IL “TEA PARTY ITALIA” 

Ricorderete che in occasione delle recenti elezioni americane “di mezzo termine”, ci imbattemmo in un nuovo movimento – il “Tea Party” - alleato con i repubblicani, il cui impegno sembra essere stata l’arma vincente per la sconfitte inflitta ai democratici.
Il nome del movimento prende il nome dal “Boston tea party”, ovvero un atto di protesta che ebbe luogo nel porto della città USA il 16/12/1773: il tè contenuto in tre navi britanniche fu buttato a mare dai coloni americani, in segno di protesta contro le tasse imposte dalla regina; da questo episodio si fa iniziare la rivoluzione americana che si concluse con la cacciata degli inglesi.
Ovviamente, potevamo fare a meno di questa nuova formazione politica?

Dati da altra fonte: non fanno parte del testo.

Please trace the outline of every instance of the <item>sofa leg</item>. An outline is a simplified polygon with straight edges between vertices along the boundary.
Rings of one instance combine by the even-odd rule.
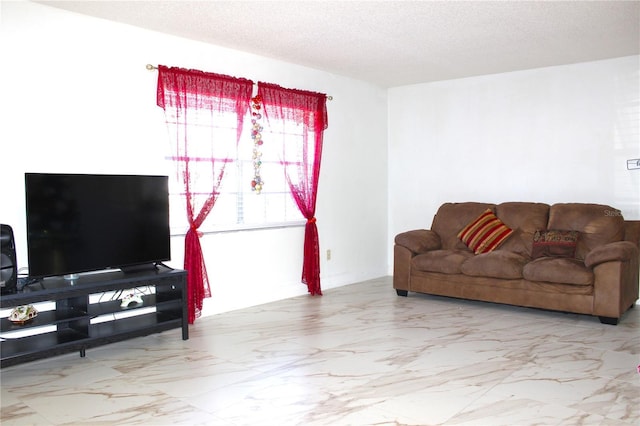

Sicuramente no, ed infatti in Italia – unico Paese europeo – sembra essere attecchito il movimento americano e, il gruppo più corposo è in Lombardia, seguita dall’Emilia e dalla Toscana, ed è proprio da quest’ultima regione, precisamente da Prato, cioè abbastanza vicino a casa mia che viene il coordinatore nazionale; gli slogan che sono stati creati per l’occasione chiedono “meno Stato e più libertà” e anche “meno tasse e meno spesa pubblica”; insomma un movimento liberale, liberista e libertario e, direi, molto meno “conservatore” di altre strutture esistenti tra noi.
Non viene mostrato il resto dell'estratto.